If you don't notice Moreira's 11.6 points and 6.6 rebounds per game, you might notice his shoes. Moreira seemingly wears a different pair every game, usually in an eye-catching color.
He's even worn shoes that are, um, salmon colored? Maybe coral?
"It's not pink," Moreira insists. "It's not pink."
Moreira has been known to change his shoes at halftime, although he said that's because he was wearing a new pair that were hurting his feet because they hadn't been broken in.
Moreira said his shoe obsession is a result of a "shoe challenge" with fellow SMU big man Markus Kennedy to wear as many different pairs as possible. Clearly, Moreira is winning the challenge.
"I've got like... it's a lot," Moreira said. "I don't know, I've got to go home and count them."
Moreira said guard Ryan Manuel might be the real shoe king on the team, but Manuel's styles are more subtle.
"Everybody teases him and says it's between me and him, but I think he has way more shoes than I do, probably about 60," Manuel said. "You're not going to catch me in no pink shoes."
Moreira played a key role earlier this season when Kennedy, considered SMU's top post player, missed the first 10 games because of academic issues. Moreira, a 6-11 center, gave SMU the presence it needed in the middle and has stayed in the starting lineup since Kennedy's return.
"He's as good a defender as there is, a big defender, in college basketball," SMU coach Larry Brown said. "He might not be a great shot blocker right now, but in terms of guarding his position and helping everybody else, he's a great team defender and he's really bright. He's been terrific."
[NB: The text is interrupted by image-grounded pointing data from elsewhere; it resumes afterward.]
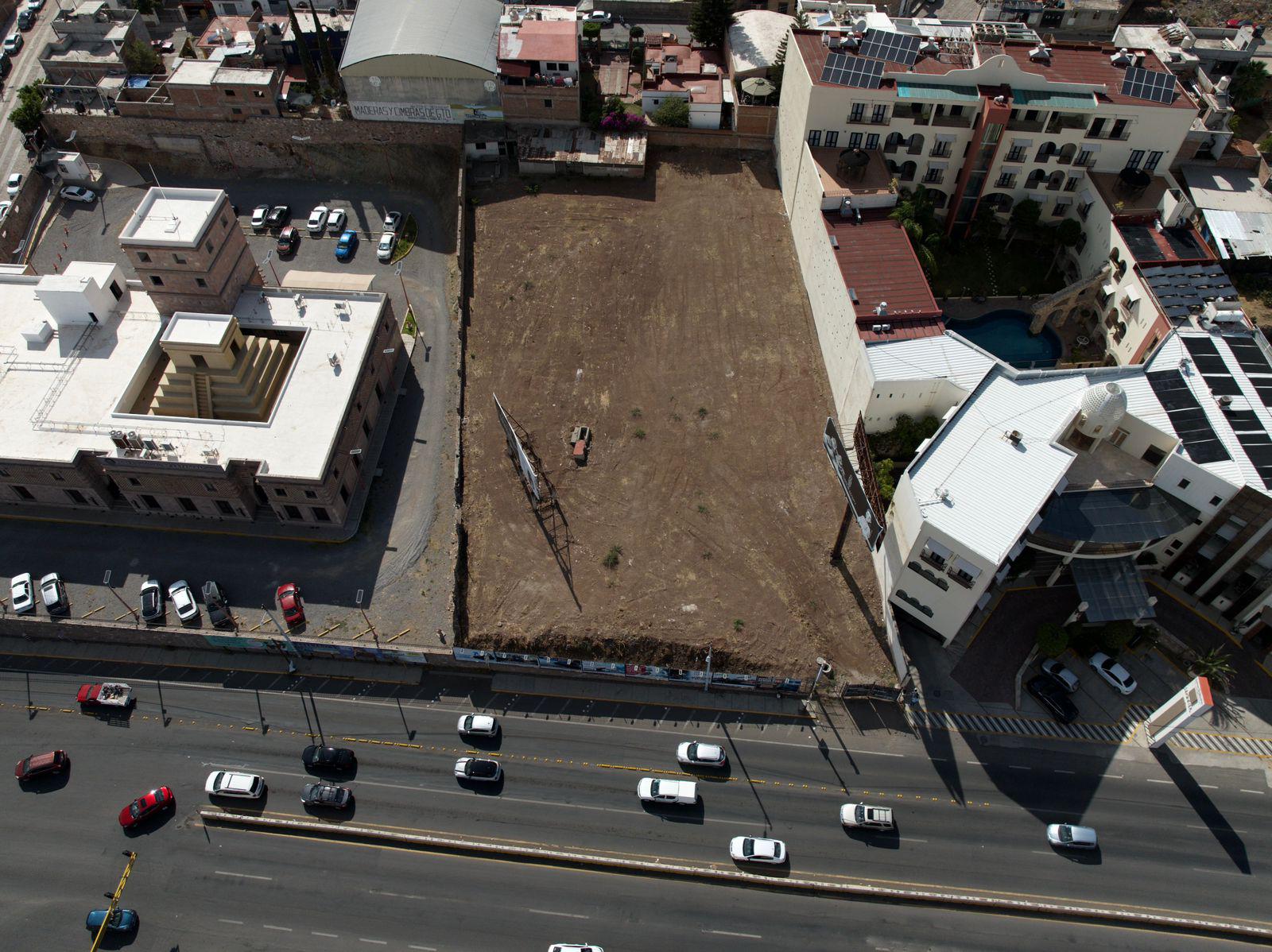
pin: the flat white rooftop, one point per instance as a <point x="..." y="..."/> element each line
<point x="173" y="218"/>
<point x="69" y="394"/>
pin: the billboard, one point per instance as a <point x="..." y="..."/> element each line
<point x="871" y="529"/>
<point x="514" y="447"/>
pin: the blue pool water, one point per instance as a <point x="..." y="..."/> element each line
<point x="1005" y="335"/>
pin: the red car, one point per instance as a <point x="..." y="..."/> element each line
<point x="146" y="806"/>
<point x="289" y="600"/>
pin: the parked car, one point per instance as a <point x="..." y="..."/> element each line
<point x="54" y="594"/>
<point x="290" y="602"/>
<point x="1053" y="698"/>
<point x="757" y="849"/>
<point x="328" y="758"/>
<point x="326" y="795"/>
<point x="385" y="250"/>
<point x="479" y="769"/>
<point x="41" y="765"/>
<point x="229" y="784"/>
<point x="78" y="193"/>
<point x="288" y="241"/>
<point x="279" y="214"/>
<point x="479" y="725"/>
<point x="1117" y="676"/>
<point x="697" y="754"/>
<point x="184" y="602"/>
<point x="146" y="806"/>
<point x="347" y="246"/>
<point x="1072" y="837"/>
<point x="152" y="600"/>
<point x="1065" y="678"/>
<point x="218" y="606"/>
<point x="118" y="920"/>
<point x="22" y="594"/>
<point x="318" y="219"/>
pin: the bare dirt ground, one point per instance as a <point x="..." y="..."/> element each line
<point x="668" y="314"/>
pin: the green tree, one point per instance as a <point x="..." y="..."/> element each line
<point x="140" y="59"/>
<point x="673" y="112"/>
<point x="710" y="21"/>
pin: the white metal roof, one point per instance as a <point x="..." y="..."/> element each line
<point x="464" y="31"/>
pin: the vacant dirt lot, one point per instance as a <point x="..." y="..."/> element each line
<point x="668" y="315"/>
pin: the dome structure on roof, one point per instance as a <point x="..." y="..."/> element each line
<point x="1102" y="408"/>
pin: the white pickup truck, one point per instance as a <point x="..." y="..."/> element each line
<point x="868" y="816"/>
<point x="108" y="695"/>
<point x="653" y="791"/>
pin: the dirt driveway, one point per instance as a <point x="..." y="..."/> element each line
<point x="669" y="315"/>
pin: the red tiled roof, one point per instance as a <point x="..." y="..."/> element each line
<point x="879" y="265"/>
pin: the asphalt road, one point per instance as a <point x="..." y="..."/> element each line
<point x="570" y="782"/>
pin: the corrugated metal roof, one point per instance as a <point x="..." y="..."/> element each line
<point x="464" y="31"/>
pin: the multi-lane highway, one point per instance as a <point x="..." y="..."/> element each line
<point x="570" y="782"/>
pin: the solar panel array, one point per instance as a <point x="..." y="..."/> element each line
<point x="1149" y="84"/>
<point x="1183" y="288"/>
<point x="894" y="47"/>
<point x="845" y="70"/>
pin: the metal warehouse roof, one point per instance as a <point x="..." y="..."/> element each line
<point x="464" y="31"/>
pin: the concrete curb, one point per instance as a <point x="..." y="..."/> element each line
<point x="855" y="890"/>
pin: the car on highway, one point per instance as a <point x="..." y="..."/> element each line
<point x="1072" y="837"/>
<point x="290" y="602"/>
<point x="347" y="246"/>
<point x="321" y="758"/>
<point x="152" y="600"/>
<point x="479" y="769"/>
<point x="1053" y="698"/>
<point x="22" y="594"/>
<point x="318" y="219"/>
<point x="699" y="754"/>
<point x="184" y="602"/>
<point x="41" y="765"/>
<point x="757" y="849"/>
<point x="326" y="795"/>
<point x="218" y="606"/>
<point x="145" y="806"/>
<point x="1065" y="678"/>
<point x="52" y="593"/>
<point x="120" y="920"/>
<point x="78" y="193"/>
<point x="477" y="726"/>
<point x="1117" y="676"/>
<point x="231" y="784"/>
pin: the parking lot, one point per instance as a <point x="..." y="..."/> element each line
<point x="398" y="566"/>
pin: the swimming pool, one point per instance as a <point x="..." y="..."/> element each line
<point x="1005" y="335"/>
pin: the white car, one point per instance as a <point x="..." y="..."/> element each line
<point x="1065" y="678"/>
<point x="184" y="602"/>
<point x="699" y="754"/>
<point x="477" y="725"/>
<point x="385" y="250"/>
<point x="78" y="193"/>
<point x="228" y="784"/>
<point x="757" y="849"/>
<point x="22" y="594"/>
<point x="1072" y="837"/>
<point x="1119" y="678"/>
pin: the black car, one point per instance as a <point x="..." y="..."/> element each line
<point x="218" y="609"/>
<point x="1053" y="697"/>
<point x="326" y="795"/>
<point x="277" y="215"/>
<point x="328" y="758"/>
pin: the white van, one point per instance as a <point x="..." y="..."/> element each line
<point x="653" y="791"/>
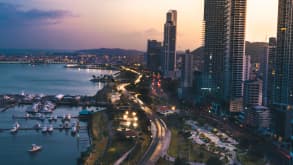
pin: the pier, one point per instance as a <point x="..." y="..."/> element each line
<point x="40" y="129"/>
<point x="10" y="100"/>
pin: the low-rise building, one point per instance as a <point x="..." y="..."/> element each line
<point x="258" y="117"/>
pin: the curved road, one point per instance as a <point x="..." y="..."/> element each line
<point x="161" y="135"/>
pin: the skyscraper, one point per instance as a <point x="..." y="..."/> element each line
<point x="283" y="82"/>
<point x="225" y="48"/>
<point x="169" y="45"/>
<point x="154" y="51"/>
<point x="237" y="46"/>
<point x="187" y="71"/>
<point x="269" y="73"/>
<point x="283" y="63"/>
<point x="216" y="46"/>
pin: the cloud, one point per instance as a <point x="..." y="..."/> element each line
<point x="12" y="15"/>
<point x="153" y="32"/>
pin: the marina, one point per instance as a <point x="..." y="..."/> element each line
<point x="44" y="110"/>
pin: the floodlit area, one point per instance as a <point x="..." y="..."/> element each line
<point x="214" y="140"/>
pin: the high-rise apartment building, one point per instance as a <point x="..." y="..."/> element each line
<point x="187" y="70"/>
<point x="269" y="72"/>
<point x="154" y="51"/>
<point x="168" y="61"/>
<point x="225" y="48"/>
<point x="283" y="63"/>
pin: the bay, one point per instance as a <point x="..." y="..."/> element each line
<point x="59" y="147"/>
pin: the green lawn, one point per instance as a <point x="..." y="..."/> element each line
<point x="245" y="159"/>
<point x="184" y="148"/>
<point x="99" y="137"/>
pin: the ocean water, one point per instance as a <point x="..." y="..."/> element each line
<point x="47" y="79"/>
<point x="59" y="148"/>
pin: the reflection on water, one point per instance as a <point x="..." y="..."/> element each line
<point x="59" y="147"/>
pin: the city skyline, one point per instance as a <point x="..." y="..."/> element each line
<point x="72" y="25"/>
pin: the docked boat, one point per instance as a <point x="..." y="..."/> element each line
<point x="35" y="108"/>
<point x="73" y="130"/>
<point x="14" y="130"/>
<point x="37" y="126"/>
<point x="27" y="115"/>
<point x="67" y="117"/>
<point x="50" y="129"/>
<point x="35" y="148"/>
<point x="66" y="125"/>
<point x="55" y="118"/>
<point x="45" y="129"/>
<point x="16" y="125"/>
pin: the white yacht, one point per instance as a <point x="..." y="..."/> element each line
<point x="35" y="148"/>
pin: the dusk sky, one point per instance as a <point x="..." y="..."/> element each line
<point x="81" y="24"/>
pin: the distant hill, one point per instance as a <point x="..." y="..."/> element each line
<point x="112" y="52"/>
<point x="101" y="51"/>
<point x="34" y="52"/>
<point x="256" y="50"/>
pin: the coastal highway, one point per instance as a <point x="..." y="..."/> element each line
<point x="161" y="135"/>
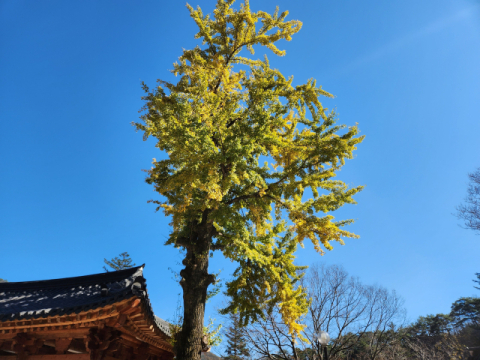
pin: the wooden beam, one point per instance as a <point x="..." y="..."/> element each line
<point x="60" y="357"/>
<point x="51" y="357"/>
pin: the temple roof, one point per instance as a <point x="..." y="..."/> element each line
<point x="47" y="298"/>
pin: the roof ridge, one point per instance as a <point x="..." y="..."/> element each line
<point x="85" y="280"/>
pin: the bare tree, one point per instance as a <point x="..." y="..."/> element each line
<point x="355" y="315"/>
<point x="352" y="313"/>
<point x="269" y="338"/>
<point x="469" y="212"/>
<point x="443" y="347"/>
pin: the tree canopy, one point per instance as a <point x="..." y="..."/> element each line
<point x="251" y="160"/>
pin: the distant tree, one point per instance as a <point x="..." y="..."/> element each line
<point x="236" y="343"/>
<point x="469" y="212"/>
<point x="431" y="325"/>
<point x="120" y="262"/>
<point x="466" y="312"/>
<point x="362" y="317"/>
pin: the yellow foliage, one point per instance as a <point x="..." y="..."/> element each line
<point x="216" y="123"/>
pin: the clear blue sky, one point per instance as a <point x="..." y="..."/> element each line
<point x="72" y="190"/>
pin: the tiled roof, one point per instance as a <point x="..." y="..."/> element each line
<point x="39" y="299"/>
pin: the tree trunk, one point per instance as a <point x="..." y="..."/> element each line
<point x="195" y="281"/>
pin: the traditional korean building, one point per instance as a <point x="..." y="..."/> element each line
<point x="96" y="317"/>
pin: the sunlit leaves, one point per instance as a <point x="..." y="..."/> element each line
<point x="225" y="117"/>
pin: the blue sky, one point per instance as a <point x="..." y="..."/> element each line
<point x="72" y="189"/>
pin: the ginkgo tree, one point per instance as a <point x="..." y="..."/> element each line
<point x="249" y="167"/>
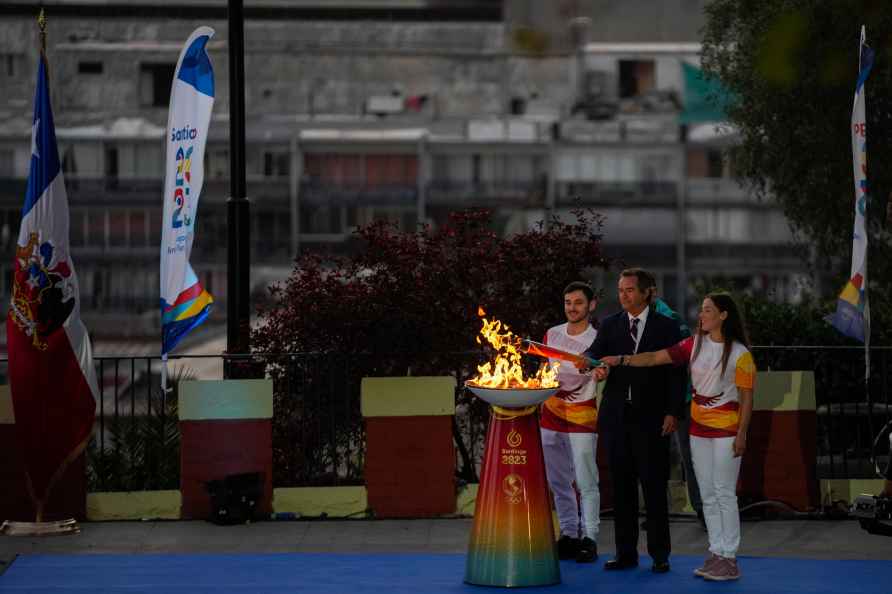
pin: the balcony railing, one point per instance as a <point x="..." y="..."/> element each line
<point x="358" y="194"/>
<point x="318" y="434"/>
<point x="643" y="192"/>
<point x="501" y="192"/>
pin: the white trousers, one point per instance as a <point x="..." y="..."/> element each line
<point x="569" y="458"/>
<point x="717" y="469"/>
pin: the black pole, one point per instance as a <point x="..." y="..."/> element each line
<point x="238" y="306"/>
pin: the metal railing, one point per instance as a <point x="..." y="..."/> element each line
<point x="319" y="436"/>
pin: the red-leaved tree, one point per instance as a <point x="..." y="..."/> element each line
<point x="405" y="303"/>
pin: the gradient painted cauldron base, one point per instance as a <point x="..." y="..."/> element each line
<point x="512" y="538"/>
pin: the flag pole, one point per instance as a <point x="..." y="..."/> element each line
<point x="866" y="258"/>
<point x="40" y="527"/>
<point x="41" y="24"/>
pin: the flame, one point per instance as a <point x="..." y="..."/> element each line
<point x="505" y="371"/>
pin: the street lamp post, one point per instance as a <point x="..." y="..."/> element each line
<point x="238" y="314"/>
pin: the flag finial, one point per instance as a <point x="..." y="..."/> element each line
<point x="41" y="24"/>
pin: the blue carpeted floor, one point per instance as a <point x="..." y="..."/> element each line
<point x="408" y="573"/>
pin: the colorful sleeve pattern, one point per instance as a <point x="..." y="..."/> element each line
<point x="745" y="372"/>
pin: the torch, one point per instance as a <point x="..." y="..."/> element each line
<point x="531" y="347"/>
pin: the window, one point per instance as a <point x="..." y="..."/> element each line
<point x="715" y="163"/>
<point x="636" y="77"/>
<point x="8" y="63"/>
<point x="138" y="228"/>
<point x="89" y="67"/>
<point x="7" y="163"/>
<point x="155" y="81"/>
<point x="276" y="164"/>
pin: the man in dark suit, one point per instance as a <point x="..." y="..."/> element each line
<point x="638" y="413"/>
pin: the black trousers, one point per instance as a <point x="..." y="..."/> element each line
<point x="636" y="452"/>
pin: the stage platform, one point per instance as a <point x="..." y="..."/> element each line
<point x="407" y="573"/>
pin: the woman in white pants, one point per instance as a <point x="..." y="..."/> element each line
<point x="723" y="375"/>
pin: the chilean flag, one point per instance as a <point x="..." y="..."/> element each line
<point x="51" y="373"/>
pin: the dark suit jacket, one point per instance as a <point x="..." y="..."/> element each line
<point x="656" y="391"/>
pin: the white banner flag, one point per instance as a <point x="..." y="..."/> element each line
<point x="184" y="303"/>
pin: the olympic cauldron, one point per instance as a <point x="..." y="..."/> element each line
<point x="512" y="537"/>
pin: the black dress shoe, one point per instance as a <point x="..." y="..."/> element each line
<point x="660" y="567"/>
<point x="619" y="563"/>
<point x="587" y="551"/>
<point x="567" y="547"/>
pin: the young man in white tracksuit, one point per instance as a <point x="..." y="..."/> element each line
<point x="568" y="423"/>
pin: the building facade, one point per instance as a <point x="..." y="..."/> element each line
<point x="404" y="110"/>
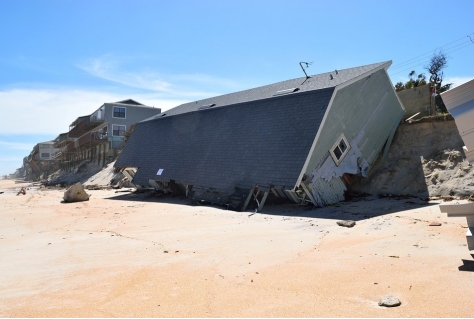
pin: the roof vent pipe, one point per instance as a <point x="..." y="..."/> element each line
<point x="307" y="66"/>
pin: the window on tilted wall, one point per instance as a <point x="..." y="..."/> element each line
<point x="119" y="112"/>
<point x="118" y="130"/>
<point x="339" y="150"/>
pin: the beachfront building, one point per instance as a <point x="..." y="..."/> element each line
<point x="299" y="139"/>
<point x="99" y="136"/>
<point x="40" y="160"/>
<point x="459" y="102"/>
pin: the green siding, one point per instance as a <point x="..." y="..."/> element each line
<point x="369" y="104"/>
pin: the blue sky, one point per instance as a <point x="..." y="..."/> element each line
<point x="63" y="59"/>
Moreira has recorded five double-doubles this season and nearly a triple-double against Midwestern State when he had nine points, nine rebounds and nine blocked shots.
Moreira averages 24.7 minutes a game in SMU's unusually deep frontcourt rotation. That's nearly twice his average from a year ago when a mid-season knee injury cost him four weeks of action.
By the time he returned, SMU's lineup had been set and Moreira had a difficult time getting back into the rotation.
"I was watching the way the team was playing, they were having a lot of fun, winning games," Moreira said. "I was trying to get back so I could play and help them."
Moreira, a junior college transfer, came back stronger for his second season. He credits the off-season work with his teammates, but it was his performances in last summer's FIBA World Cup that opened a lot of eyes.
Playing for his native Angola, Moreira averaged 17.8 points and 8.2 rebounds and had two double-doubles in the five-game tournament.
"Obviously playing on the national team helped him a lot and [he] got confidence," Brown said. It's not easy for junior college kids...He was playing great early and then he hurt his knee. We started playing good when he was hurt so he really didn't get the time he deserved. But he came back from the World Championships with an unbelievable attitude."
No one has admired Moreira's improvement more than the player who now subs for him.
"Oh man, from the first practice to today he's a totally different person," Kennedy said. "Mentally, physically, everything about Yanick has changed. 'He did a complete 360. He's made everybody else better. Lots of our success, you've got to give it to Yanick."
Kennedy also admires Moreira's shoe game.
"Me and him, we go back and forth for sneakers," Kennedy said. "He wears the pink and oranges, but that's Yanick. You've got to love him."
There's one person that doesn't claim to love Moreira's footwear fashion sense.
"Coach Brown gets mad about the shoes," Moreira said. "He likes for everyone to wear the same shoes, but we say, 'Nah, Coach.'"
The 74-year-old Brown was asked if he would ever let Moreira choose his shoes for him.
"Shoes? No, no," Brown said, shaking his head, then adding "Even though I like some of his."